4.2 LFT Pattern → Imaging vs Serology vs Biopsy
They love decisions like:
- High ALP + direct hyperbilirubinemia + dilated ducts on ultrasound → ERCP for stone extraction, not biopsy.
- High ALP + pruritus + middle-aged woman, but normal ducts on ultrasound → order antimitochondrial antibodies (PBC workup), not ERCP.
- AST/ALT in the thousands after hypotension → ischemic hepatitis; treat underlying hemodynamics, not antivirals.

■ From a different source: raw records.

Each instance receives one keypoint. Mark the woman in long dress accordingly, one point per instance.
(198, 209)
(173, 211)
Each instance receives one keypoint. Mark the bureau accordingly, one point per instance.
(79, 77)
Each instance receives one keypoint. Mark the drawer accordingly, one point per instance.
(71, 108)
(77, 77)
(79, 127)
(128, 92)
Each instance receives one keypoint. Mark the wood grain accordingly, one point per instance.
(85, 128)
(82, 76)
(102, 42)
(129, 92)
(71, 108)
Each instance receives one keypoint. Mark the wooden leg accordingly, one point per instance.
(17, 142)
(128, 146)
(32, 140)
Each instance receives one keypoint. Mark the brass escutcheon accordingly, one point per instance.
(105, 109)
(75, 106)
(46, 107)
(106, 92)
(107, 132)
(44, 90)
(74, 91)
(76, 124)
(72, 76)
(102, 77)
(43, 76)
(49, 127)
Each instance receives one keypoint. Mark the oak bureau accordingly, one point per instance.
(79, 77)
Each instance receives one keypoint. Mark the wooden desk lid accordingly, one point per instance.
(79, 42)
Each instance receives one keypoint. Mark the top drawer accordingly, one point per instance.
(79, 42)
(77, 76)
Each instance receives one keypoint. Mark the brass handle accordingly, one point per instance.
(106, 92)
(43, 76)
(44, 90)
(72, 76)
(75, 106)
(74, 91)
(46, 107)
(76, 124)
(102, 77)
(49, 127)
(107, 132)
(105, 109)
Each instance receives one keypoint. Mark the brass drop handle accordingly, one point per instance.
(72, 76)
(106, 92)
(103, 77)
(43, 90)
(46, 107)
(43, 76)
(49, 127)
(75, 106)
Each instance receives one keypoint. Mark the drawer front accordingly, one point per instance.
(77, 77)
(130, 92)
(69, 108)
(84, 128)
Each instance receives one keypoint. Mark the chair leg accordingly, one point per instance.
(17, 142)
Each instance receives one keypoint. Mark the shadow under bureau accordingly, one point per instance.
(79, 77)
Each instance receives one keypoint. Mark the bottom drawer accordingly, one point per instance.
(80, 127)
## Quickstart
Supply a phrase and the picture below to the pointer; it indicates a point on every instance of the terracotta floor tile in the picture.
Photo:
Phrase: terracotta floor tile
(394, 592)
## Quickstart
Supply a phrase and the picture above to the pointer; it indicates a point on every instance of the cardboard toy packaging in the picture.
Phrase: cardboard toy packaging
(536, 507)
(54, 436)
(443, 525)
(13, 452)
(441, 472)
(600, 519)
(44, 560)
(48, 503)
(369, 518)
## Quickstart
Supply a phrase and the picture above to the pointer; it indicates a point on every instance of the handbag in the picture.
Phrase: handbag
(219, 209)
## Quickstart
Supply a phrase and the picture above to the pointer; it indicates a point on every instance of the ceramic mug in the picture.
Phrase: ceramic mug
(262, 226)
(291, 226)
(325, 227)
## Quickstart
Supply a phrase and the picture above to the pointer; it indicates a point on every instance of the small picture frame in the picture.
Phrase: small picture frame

The exam is not about “what disease is this?” alone. It is “what is the next best diagnostic or therapeutic step,” keyed off the pattern you recognized.
4.3 Hemolysis Panel → Transfusion, Immunosuppression, or Plasma Exchange
Example:
- 35-year-old woman with fatigue, dark urine, confusion. Labs:
- Hb 7 g/dL
- Platelets 20,000
- Creatinine 2.5
- Schistocytes on smear
- LDH high, haptoglobin low
They might not even say “TTP.” But if you see MAHA + thrombocytopenia + neuro/renal changes, the next step is urgent plasma exchange, not “wait for ADAMTS13” or “platelet transfusion.”
Same with warm AIHA: if they give Coombs-positive hemolytic anemia with spherocytes, healthy bone marrow, and no microangiopathy, first-line is high-dose steroids, not splenectomy or IVIG unless refractory.
5. How to Drill This for Step 2 (Without Wasting Time)
You do not master this by rereading First Aid tables. You master it by forcing yourself to read labs the same way every time.
Here is a simple, ruthless practice structure:
When your Qbank question shows an ABG, stop and verbally run your script:
- pH direction
- Primary process
- Compensation
- Mixed disorder yes/no
When you see LFTs, ask first:
- Hepatocellular vs cholestatic vs isolated bili?
- Acute vs chronic based on magnitude?
When you see anemia with jaundice, immediately check for the hemolysis bundle:
- LDH, indirect bili, haptoglobin, retic count, smear.
If your test is 4–6 weeks away, you should be able to glance at these labs and “feel” the diagnosis in under 10 seconds.
To make this real, spend one evening building your own one-page cheat sheet:
- ABG compensation rules (just the formulas above).
- LFT patterns with 2–3 classic diseases under each.
- Hemolysis labs with 3–4 key etiologies next to each pattern (AIHA, G6PD, TTP/HUS, HS, DIC).
Tape it to the wall above your desk. Review it daily for a week. I have watched MS3s turn a chronic weak spot into a guaranteed strength in less than 7 days by doing exactly that.
With ABGs, LFTs, and hemolysis labs finally demystified, you are past the “I hope I recognize this pattern” stage and into the “I know exactly what this means” stage. The next layer — and the one that really separates high 240s from 260+ — is integrating these labs into multi-system vignettes: liver disease in pregnancy, sepsis with ARDS and DIC, hemolysis in oncology patients on chemo. That is where your pattern recognition gets stress-tested. But that is the next phase in your Step 2 prep, and we will tackle that another day.